The Social Network
The Social Network (M 121min) Directed by David Fincher. Starring Jesse Eisenberg, Andrew Garfield, Justin Timberlake. It’s very possible to make a bad film with a good script, and sadly, it is also possible to make a profitable film from a very poor script.
But to make a good film, one that is still going to be worth watching in a decade, you have to have a really solid and well-structured piece of writing holding up the foundations.
The Social Network is based on the book The Accidental Billionaires, which is a partly fictionalised account of the founding of Facebook.
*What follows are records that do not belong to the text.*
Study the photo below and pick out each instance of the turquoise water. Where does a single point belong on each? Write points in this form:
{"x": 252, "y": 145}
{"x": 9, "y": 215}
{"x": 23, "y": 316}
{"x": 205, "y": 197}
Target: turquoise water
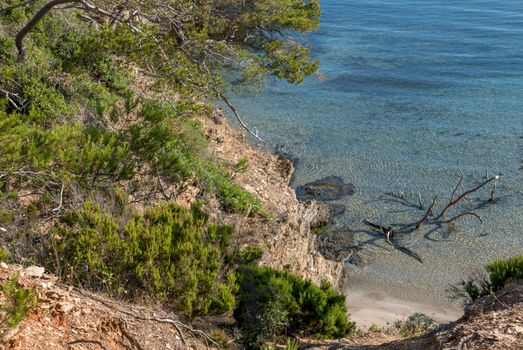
{"x": 408, "y": 89}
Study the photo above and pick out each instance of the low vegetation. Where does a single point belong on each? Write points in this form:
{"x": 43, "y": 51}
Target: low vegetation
{"x": 99, "y": 138}
{"x": 17, "y": 302}
{"x": 168, "y": 253}
{"x": 273, "y": 303}
{"x": 499, "y": 272}
{"x": 416, "y": 324}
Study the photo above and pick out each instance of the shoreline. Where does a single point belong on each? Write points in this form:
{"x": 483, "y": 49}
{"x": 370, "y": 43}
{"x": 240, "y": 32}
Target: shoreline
{"x": 376, "y": 307}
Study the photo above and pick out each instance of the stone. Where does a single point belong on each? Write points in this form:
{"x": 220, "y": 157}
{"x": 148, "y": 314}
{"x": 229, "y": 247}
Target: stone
{"x": 64, "y": 307}
{"x": 329, "y": 188}
{"x": 34, "y": 271}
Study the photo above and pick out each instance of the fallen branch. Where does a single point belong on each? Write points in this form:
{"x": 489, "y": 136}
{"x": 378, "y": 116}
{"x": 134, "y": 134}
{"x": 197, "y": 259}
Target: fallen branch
{"x": 453, "y": 201}
{"x": 123, "y": 328}
{"x": 427, "y": 213}
{"x": 22, "y": 4}
{"x": 174, "y": 323}
{"x": 88, "y": 341}
{"x": 237, "y": 115}
{"x": 461, "y": 215}
{"x": 388, "y": 231}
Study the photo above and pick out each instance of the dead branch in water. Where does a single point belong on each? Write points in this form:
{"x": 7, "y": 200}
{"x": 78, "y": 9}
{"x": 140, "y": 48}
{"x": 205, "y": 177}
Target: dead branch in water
{"x": 237, "y": 115}
{"x": 427, "y": 213}
{"x": 438, "y": 220}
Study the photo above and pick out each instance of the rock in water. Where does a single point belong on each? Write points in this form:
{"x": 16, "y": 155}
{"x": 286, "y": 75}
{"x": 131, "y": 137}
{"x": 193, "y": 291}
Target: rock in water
{"x": 329, "y": 188}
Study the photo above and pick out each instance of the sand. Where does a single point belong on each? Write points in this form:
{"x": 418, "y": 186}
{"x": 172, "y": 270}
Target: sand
{"x": 367, "y": 308}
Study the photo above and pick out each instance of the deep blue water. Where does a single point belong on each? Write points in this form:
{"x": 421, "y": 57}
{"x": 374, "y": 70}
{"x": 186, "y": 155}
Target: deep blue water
{"x": 407, "y": 89}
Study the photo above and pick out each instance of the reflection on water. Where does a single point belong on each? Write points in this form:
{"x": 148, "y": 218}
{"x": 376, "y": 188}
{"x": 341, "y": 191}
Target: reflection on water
{"x": 409, "y": 89}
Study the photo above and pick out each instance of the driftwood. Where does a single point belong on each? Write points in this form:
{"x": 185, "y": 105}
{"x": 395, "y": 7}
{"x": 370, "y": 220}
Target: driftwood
{"x": 428, "y": 217}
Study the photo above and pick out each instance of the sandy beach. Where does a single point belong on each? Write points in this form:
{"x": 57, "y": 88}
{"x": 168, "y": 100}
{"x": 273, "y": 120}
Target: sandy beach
{"x": 367, "y": 308}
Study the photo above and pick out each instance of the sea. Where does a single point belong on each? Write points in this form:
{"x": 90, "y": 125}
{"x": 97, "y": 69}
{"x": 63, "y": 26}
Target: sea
{"x": 410, "y": 93}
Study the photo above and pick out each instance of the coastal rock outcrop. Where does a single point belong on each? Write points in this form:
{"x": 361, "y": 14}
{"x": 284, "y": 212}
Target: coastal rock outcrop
{"x": 327, "y": 189}
{"x": 285, "y": 235}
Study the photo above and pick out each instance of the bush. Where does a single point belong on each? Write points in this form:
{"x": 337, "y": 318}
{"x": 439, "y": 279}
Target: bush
{"x": 169, "y": 253}
{"x": 417, "y": 324}
{"x": 18, "y": 302}
{"x": 499, "y": 273}
{"x": 272, "y": 303}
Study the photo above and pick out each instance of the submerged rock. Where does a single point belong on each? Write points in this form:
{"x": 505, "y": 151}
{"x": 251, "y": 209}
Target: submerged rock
{"x": 336, "y": 210}
{"x": 327, "y": 189}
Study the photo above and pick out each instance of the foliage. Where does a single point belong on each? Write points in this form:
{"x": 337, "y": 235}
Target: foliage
{"x": 4, "y": 255}
{"x": 242, "y": 165}
{"x": 272, "y": 303}
{"x": 221, "y": 337}
{"x": 374, "y": 328}
{"x": 169, "y": 253}
{"x": 499, "y": 273}
{"x": 18, "y": 302}
{"x": 291, "y": 344}
{"x": 417, "y": 324}
{"x": 192, "y": 45}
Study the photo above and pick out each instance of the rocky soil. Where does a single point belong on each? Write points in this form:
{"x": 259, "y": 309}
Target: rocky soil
{"x": 286, "y": 236}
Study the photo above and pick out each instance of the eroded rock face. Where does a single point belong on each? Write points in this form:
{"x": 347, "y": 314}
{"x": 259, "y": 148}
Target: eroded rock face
{"x": 329, "y": 188}
{"x": 286, "y": 238}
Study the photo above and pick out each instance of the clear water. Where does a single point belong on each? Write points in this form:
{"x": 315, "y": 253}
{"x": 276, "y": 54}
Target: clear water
{"x": 410, "y": 87}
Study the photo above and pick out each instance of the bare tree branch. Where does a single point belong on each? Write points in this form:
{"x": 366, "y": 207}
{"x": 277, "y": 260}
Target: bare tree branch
{"x": 9, "y": 8}
{"x": 22, "y": 54}
{"x": 237, "y": 115}
{"x": 461, "y": 215}
{"x": 453, "y": 201}
{"x": 427, "y": 213}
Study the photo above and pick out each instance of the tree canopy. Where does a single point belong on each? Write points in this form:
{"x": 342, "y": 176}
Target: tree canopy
{"x": 196, "y": 46}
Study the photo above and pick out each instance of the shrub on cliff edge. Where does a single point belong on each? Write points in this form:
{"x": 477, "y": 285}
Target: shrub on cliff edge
{"x": 499, "y": 273}
{"x": 272, "y": 303}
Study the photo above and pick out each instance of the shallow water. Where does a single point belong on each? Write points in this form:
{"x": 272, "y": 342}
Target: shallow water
{"x": 409, "y": 89}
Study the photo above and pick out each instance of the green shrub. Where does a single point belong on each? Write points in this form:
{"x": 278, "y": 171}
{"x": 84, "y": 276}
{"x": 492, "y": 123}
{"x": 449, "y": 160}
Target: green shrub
{"x": 249, "y": 255}
{"x": 18, "y": 302}
{"x": 499, "y": 273}
{"x": 169, "y": 253}
{"x": 272, "y": 303}
{"x": 417, "y": 324}
{"x": 4, "y": 255}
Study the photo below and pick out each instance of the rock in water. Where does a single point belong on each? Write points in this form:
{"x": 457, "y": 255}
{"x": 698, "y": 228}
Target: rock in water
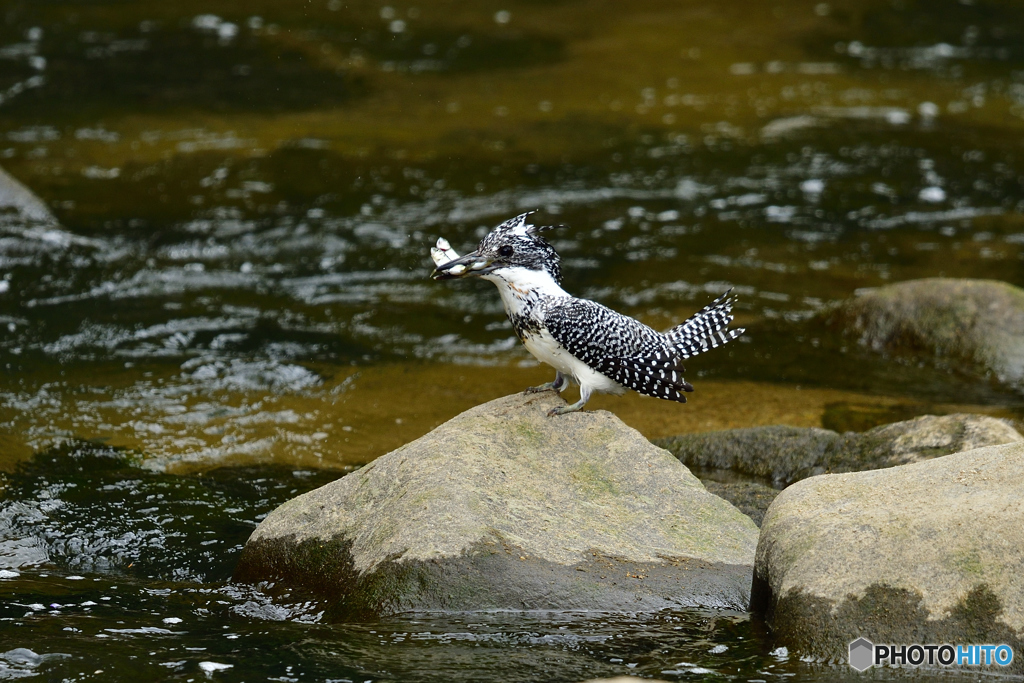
{"x": 14, "y": 196}
{"x": 504, "y": 508}
{"x": 974, "y": 326}
{"x": 923, "y": 553}
{"x": 785, "y": 455}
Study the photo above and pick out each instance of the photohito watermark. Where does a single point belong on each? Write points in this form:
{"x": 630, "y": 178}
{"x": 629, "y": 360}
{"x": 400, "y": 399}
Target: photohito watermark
{"x": 864, "y": 654}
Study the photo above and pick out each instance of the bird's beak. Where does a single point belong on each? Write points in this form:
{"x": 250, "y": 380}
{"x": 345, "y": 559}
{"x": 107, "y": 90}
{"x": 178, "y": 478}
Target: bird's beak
{"x": 464, "y": 266}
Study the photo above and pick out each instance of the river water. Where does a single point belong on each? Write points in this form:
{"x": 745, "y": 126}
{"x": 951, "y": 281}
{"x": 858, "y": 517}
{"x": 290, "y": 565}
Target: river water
{"x": 232, "y": 306}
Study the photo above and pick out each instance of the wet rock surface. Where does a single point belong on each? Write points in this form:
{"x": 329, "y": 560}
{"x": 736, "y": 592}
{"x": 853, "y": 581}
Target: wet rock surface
{"x": 928, "y": 552}
{"x": 15, "y": 198}
{"x": 967, "y": 326}
{"x": 504, "y": 508}
{"x": 784, "y": 455}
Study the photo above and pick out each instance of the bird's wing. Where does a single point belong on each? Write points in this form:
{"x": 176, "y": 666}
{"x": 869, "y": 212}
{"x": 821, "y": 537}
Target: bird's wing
{"x": 706, "y": 329}
{"x": 620, "y": 347}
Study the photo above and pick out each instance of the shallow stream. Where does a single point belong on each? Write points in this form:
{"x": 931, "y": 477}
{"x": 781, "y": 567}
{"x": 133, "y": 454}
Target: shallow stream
{"x": 232, "y": 305}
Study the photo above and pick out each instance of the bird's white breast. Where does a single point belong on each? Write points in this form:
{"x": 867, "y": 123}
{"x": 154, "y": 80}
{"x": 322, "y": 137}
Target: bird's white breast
{"x": 529, "y": 293}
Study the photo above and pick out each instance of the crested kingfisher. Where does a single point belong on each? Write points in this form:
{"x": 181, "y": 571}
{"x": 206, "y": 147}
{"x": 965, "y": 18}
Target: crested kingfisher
{"x": 585, "y": 342}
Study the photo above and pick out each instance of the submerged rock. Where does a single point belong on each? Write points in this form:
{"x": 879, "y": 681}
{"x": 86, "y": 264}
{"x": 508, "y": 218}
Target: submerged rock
{"x": 929, "y": 552}
{"x": 784, "y": 455}
{"x": 14, "y": 196}
{"x": 974, "y": 326}
{"x": 504, "y": 508}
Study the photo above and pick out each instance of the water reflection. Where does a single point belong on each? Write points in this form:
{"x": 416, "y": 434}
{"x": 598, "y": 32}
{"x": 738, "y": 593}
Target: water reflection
{"x": 237, "y": 274}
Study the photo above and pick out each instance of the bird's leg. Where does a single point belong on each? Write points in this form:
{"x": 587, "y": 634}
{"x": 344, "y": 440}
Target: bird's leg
{"x": 562, "y": 410}
{"x": 558, "y": 385}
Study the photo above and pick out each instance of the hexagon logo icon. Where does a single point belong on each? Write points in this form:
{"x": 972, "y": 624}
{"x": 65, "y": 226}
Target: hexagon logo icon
{"x": 861, "y": 653}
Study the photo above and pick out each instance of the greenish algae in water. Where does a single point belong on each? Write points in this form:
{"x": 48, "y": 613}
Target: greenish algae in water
{"x": 247, "y": 195}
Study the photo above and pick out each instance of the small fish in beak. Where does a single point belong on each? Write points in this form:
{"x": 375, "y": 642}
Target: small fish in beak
{"x": 450, "y": 265}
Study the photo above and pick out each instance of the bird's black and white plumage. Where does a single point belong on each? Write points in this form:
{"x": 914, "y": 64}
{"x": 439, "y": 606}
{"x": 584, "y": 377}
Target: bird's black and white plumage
{"x": 585, "y": 342}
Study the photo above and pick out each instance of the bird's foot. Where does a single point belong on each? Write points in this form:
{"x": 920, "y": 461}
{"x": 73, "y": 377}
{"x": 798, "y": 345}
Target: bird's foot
{"x": 559, "y": 383}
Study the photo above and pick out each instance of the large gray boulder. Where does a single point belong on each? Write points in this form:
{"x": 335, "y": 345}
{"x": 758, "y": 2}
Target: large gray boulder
{"x": 504, "y": 508}
{"x": 931, "y": 552}
{"x": 973, "y": 326}
{"x": 784, "y": 455}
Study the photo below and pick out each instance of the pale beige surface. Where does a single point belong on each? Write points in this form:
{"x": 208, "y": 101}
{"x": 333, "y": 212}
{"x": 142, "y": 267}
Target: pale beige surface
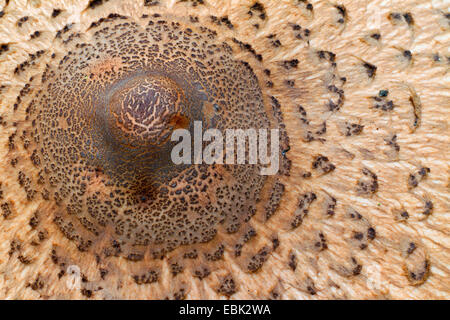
{"x": 330, "y": 272}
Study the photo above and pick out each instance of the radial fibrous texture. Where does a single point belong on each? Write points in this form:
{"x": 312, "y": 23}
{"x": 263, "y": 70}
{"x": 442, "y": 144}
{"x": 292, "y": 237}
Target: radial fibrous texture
{"x": 89, "y": 188}
{"x": 103, "y": 130}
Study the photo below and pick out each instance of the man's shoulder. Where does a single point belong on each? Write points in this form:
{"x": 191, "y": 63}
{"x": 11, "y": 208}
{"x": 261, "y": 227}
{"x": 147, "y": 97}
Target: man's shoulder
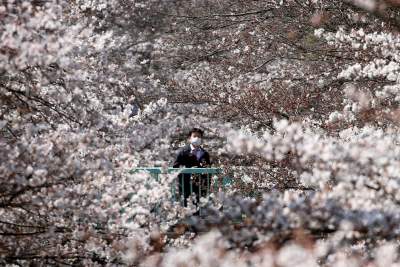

Using the book as a starting point, writer Aaron Sorkin, who is probably best known for A Few Good Men and TV’s The West Wing, has put together a crackling, twisting, and absolutely engrossing script based on not much more than a pack of deeply unappealing young men sitting around a table and arguing with each other. Genius.
The young men in question are Jesse Eisenberg, Andrew Garfield and Justin Timberlake. They play Mark Zuckerberg, Eduardo Saverin and Sean Parker.
Zuckerberg has gone down in history as “the guy who invented Facebook”, while Saverin was the guy who got thoroughly stepped on during Zuckerberg’s ascent.
Sean Parker was the founder of Napster, and an early mentor to the founders.
There are others, of course. Zuckerberg’s journey from Harvard dorm to California billionairedom was pretty astonishing and, like the poster says, you don’t make 500 million friends without making a few enemies as well.
Director David Fincher (Zodiac) does what he needs to do to bring Sorkin’s great yarn to the screen. Fincher is famous for being an utter perfectionist on his set, and it shows here.
There is not a frame out of place in this film, and Fincher’s legendary patience, preparation, and attention to detail are everywhere to be seen.
The Social Network is an unlikely film. Writing this the day after I watched it, I still find it hard to believe that a film about callow youths with the social graces of feral cats, writing computer code, could have been so entertaining.
But The Social Network is what it is: a damned good drama about a pack of complete toss-pots.
And the quote I like so much from Sorkin?
He said: “I don’t have to know who my characters are. I just have to know what they want.”
If you’re bashing away at a screenplay, I reckon that’s worth thinking about.